Rob Nielson has traveled all over the world to teach basketball with stops in New Zealand, Korea, China, Mexico and Canada, so he is plenty comfortable bringing an international flair to his roster. This past season at Snow College in Central Utah his team included players from Japan and Belgium.
Nielson spent more than a decade at Mt. Hood Community College where he worked as an instructor, an administrator and of course, as the Saints' head basketball coach. He moved on to take the Athletics Director job at Snow in 2010 and a couple years later found himself back on the sideline coaching the Badgers.
This past season, he guided Snow to a 26-6 record and the Scenic West Athletic Conference championship. The Badgers never lost on their home court.
Perhaps a bigger measure of success for a junior college coach is the fact that Nielson has seen 23 players move onto four-year schools in his five seasons at the helm. This past season Zach Hunsaker earned All-American honors at the junior college level and has signed to play at Brown University — this year's team also sent players to Utah State, Colorado State, Idaho State and Cal-Riverside.

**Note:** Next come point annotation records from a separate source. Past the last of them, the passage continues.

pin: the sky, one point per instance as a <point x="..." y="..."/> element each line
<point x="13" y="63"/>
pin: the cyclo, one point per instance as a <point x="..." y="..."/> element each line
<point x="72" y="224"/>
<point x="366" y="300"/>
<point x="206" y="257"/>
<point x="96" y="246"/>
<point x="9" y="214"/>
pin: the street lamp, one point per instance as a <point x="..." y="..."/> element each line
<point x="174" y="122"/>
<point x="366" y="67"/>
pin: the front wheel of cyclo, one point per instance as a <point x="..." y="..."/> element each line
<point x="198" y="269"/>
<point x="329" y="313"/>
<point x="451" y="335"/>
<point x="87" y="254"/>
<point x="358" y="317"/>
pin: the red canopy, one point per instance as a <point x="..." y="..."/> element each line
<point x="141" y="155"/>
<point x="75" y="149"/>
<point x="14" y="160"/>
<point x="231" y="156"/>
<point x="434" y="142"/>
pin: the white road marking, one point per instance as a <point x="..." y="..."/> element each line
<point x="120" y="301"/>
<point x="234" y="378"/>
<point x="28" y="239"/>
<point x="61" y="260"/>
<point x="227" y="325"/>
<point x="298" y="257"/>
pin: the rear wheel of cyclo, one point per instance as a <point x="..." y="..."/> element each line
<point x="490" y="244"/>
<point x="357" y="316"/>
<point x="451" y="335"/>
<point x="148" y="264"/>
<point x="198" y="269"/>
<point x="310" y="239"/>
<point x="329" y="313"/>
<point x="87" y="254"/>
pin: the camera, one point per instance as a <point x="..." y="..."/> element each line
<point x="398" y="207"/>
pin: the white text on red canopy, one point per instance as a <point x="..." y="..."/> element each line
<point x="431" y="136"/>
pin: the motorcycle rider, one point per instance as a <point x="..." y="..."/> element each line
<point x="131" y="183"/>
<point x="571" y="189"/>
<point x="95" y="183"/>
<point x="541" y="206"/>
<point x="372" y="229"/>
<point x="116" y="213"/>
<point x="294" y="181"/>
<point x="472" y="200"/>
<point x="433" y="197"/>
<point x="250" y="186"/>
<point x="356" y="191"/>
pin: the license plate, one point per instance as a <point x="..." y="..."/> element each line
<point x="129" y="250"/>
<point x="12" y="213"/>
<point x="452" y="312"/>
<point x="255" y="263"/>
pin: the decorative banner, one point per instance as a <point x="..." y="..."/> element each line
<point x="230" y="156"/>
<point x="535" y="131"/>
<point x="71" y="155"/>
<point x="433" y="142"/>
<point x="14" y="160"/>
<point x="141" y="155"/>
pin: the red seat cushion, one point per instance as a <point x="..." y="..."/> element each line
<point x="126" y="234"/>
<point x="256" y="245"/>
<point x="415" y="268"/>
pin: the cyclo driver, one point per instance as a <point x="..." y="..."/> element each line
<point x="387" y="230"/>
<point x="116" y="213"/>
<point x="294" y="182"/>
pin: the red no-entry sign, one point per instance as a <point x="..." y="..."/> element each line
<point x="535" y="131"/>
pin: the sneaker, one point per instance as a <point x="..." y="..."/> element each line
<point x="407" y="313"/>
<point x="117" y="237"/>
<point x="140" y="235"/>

"I enjoy making adjustments during the game, and helping players see what we are trying to accomplish," Rob said. "Developing a team over the course of six months and seeing it all come together — it's fun to be a part of that."
This past year was also special in that he had a chance to coach his youngest son Quinn — a freshman guard.
Nielson makes a point of returning to the Northwest, often scheduling the Badgers for an early-season tournament hosted by Portland Community College. He also stays in touch with past players and coaches.
"The relationships that you build — that's what is special," Rob said.
When he's not busy with basketball, he enjoys his newer role as a grandfather and also sight-seeing with his wife Kathy. The couple has taken recent treks to Arizona and Hawaii along with a history-rich trip to the East Coast that included stops at Arlington National Cemetery and the Liberty Bell.
"It was my first time in Philadelphia, and we spent two weeks just taking in all the history," Rob said. "We try to go somewhere at least once or twice a year."
• One of his sons, Corey, has also landed in Utah where he teaches a seminary class at Davis High School — 30 minutes north of Salt Lake City.
"There's a lot of pride in being a Davis High Dart," Corey said. "We have generations of families here — kids whose great grandparents came to this school."
Nielson was an assistant coach for several seasons at Mt. Hood, but enjoys the chance to interact with the greater number of kids who come through his classroom door each day.
"On a basketball team you're working with 15-18 kids, but we have a big school, and as a teacher I get to work with 360 students," Corey said. "I enjoy developing those relationships. You don't have the pressure that you find with coaching, you get to make a difference for more kids and I'm teaching something that lasts a life time."
Corey counts long-time Barlow High teacher and coach Tom Johnson as a mentor, even placing a call to his former coach to touch base on Father's Day.
"I've been exposed to a bunch of positive mentors, but anyone that has played for T.J. would put him at the top of their list," Corey said.
He went on to play for his dad at Mt. Hood and was part of a the 2005-06 Saints' squad that ran through league unbeaten and reached the Final Four at the Northwest tournament.
Corey continues to play in an adult city league — his team reached the championship game just a few weeks ago.
"Basketball has been a part of my life for so along — it's still good to get out and compete," Corey said.
He is married to Brittaney Yates, who he met while at Mt. Hood. The couple has a 2-year-old son Klay Thomas and is expecting another child in December.